After Sukkot comes שמיני עצרת Shmini Atzeret (or Shemini Atseret or some similar spelling). We find the term first in Bamidbar 29:35:

בַּיּוֹם, הַשְּׁמִינִי--עֲצֶרֶת, תִּהְיֶה לָכֶם
"On the eighth day you will have an atzeret"

Similarly we find it mentioned in Vayikra 23:36:
בַּיּוֹם הַשְּׁמִינִי מִקְרָא-קֹדֶשׁ יִהְיֶה לָכֶם ... עֲצֶרֶת הִוא--כָּל-מְלֶאכֶת עֲבֹדָה, לֹא תַעֲשׂוּ
"On the eighth day you shall observe a sacred occasion ... it is an atzeret; you shall not work at your occupations"

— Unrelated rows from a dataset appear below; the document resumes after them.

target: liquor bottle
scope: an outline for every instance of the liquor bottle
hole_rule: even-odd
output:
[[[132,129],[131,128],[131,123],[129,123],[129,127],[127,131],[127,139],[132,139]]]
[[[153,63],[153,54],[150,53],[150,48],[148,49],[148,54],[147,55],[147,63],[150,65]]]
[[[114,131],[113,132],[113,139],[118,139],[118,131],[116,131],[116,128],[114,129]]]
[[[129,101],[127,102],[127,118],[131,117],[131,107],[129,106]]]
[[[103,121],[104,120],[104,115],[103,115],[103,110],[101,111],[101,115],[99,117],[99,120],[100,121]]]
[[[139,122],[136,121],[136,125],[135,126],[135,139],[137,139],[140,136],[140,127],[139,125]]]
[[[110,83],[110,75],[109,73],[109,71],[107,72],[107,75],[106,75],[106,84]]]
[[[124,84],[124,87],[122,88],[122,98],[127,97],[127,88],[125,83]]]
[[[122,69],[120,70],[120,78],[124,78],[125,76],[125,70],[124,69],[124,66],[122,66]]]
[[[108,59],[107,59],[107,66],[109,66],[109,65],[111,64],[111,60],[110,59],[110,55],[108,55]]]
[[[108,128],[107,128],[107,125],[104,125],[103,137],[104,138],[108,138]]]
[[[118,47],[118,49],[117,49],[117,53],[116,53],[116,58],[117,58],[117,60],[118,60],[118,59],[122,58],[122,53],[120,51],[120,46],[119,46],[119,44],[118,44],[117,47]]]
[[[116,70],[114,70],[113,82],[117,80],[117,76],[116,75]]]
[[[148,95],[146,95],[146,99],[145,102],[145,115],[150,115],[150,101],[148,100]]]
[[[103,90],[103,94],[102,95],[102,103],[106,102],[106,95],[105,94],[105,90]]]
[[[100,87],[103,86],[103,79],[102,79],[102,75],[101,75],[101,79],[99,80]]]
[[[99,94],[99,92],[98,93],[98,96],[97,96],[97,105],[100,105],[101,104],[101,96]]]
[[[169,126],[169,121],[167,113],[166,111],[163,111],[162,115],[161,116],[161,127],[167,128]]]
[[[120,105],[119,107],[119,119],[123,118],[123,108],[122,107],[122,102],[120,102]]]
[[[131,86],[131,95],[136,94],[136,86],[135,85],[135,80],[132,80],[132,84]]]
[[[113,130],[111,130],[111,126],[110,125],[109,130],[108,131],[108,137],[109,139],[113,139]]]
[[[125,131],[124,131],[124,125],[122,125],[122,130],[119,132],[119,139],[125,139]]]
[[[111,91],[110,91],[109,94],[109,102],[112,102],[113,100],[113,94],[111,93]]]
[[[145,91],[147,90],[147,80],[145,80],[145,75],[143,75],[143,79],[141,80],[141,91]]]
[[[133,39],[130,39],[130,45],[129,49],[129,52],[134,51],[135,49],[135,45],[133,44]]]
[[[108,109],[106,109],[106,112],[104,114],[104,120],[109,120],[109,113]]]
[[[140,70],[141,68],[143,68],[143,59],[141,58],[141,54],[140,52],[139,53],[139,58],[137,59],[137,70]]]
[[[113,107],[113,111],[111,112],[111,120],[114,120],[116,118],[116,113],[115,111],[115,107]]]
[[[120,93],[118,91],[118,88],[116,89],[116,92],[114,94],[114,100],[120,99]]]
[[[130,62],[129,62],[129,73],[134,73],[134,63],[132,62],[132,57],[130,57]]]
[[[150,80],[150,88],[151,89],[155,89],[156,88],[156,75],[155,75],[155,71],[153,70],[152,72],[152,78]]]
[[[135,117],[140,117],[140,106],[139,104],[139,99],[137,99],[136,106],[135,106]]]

The last day of Pesach is called atzeret in Devarim 16:8:
וּבַיּוֹם הַשְּׁבִיעִי, עֲצֶרֶת
"On the seventh day, an atzeret"

Additionally, in Rabbinic Hebrew, the holiday of Shavuot is known as Atzeret.

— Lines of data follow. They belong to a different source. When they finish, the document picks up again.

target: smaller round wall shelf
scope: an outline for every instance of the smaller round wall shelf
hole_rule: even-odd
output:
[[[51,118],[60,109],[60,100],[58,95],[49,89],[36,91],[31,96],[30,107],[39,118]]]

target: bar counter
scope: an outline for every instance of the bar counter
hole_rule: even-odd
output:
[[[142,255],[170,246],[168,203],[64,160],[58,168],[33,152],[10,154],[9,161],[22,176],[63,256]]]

What is atzeret? It probably won't surprise you to read that there are a number of opinions:

a) Assembly, gathering: In Yeshayahu 1:13, we find the word atzara עצרה which has this meaning. Onkelos translates the word as כניש kenish - "gathering", which is related to the word בית הכנסת - beit haknesset, literally "house of gathering".

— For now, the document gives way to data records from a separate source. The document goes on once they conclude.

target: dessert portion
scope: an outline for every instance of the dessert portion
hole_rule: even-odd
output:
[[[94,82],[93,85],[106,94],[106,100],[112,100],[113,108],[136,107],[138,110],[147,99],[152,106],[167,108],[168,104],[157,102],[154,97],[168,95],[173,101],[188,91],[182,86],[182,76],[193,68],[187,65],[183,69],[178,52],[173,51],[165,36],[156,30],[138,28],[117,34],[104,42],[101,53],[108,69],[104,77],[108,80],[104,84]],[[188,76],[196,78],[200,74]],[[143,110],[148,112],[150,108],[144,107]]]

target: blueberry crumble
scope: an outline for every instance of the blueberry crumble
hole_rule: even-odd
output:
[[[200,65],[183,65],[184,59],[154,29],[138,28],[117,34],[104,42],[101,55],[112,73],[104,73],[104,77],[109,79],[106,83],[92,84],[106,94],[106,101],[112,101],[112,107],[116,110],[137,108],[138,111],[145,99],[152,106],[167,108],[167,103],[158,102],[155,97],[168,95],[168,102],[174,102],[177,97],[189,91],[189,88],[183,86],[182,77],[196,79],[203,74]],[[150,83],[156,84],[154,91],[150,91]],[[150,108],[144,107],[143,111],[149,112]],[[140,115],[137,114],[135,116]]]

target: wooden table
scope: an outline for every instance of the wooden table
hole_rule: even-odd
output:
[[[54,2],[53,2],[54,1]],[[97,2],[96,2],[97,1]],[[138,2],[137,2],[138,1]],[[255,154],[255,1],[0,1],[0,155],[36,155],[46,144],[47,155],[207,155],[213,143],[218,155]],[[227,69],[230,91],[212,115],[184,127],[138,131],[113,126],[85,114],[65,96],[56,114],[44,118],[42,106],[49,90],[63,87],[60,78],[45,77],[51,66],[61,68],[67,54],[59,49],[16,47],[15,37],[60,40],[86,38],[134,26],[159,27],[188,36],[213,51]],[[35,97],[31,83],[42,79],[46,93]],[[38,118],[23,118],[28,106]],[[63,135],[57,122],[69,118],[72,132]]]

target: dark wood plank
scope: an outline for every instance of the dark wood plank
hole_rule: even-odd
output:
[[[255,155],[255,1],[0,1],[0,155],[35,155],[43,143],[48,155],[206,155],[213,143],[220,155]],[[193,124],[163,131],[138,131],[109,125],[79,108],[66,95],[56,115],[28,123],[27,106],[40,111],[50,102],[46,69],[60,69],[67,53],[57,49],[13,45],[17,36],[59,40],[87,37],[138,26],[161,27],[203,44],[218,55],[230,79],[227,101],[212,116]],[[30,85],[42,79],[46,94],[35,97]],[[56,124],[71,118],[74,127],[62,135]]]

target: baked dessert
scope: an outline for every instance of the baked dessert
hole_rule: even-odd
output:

b) Stoppage of work: The gemara gives this explanation in Hagiga 9a and 18a: עצרת - עצור מעשיית מלאכה - "atzeret - stop doing work". This is the opinion of Ibn Ezra and Sforno.

c) Delay: This is Rashi's explanation, based on the Midrash where God asks us to stay with him just one day more. Radak in Sefer Hashorashim takes a similar approach, and says that those that went up to Jerusalem for Sukkot were delayed there for one more day. Rav David Tzvi Hoffman writes that while the earlier meanings are found in other books of the Bible, in the Torah עצר only means "to delay, to restrain". The modern Hebrew verb לעצור - "to arrest, to detain" is related to this meaning.

d) Conclusion: This is how the Septuagint translates the word into Greek: exodion, meaning "finale" (and related to the word "exodus".) Bula in Daat Mikra Vayikra says this meaning applies well to the last day of Pesach and Shavuot - which concludes the period of the Omer. Jastrow defines the term as "a festive gathering for the conclusion of a festive season, concluding feast".

Of the more modern scholars, Steinberg and Klein agree with "stoppage of work", while Kaddari offers "assembly".

The concept that atzeret has more than one explanation can help us understand a difference in the text of the Yaaleh V'Yavo prayer (as discussed here and here). When mentioning Shmini Atzeret, Nusach Ashkenaz says:
ביום השמיני חג העצרת הזה
while Nusach Sefard has:
ביום השמיני העצרת החג הזה

The Nusach Ashkenaz version refers to the chag of atzeret - a holiday on its own, which fits with the definitions of "assembly" or "stoppage of work".

The Nusach Sefard version, however, has "the atzeret of the chag", where chag would seem to refer to Sukkot. Therefore the atzeret mentioned would be either be the conclusion of Sukkot, or one additional delay after the seven days of Sukkot.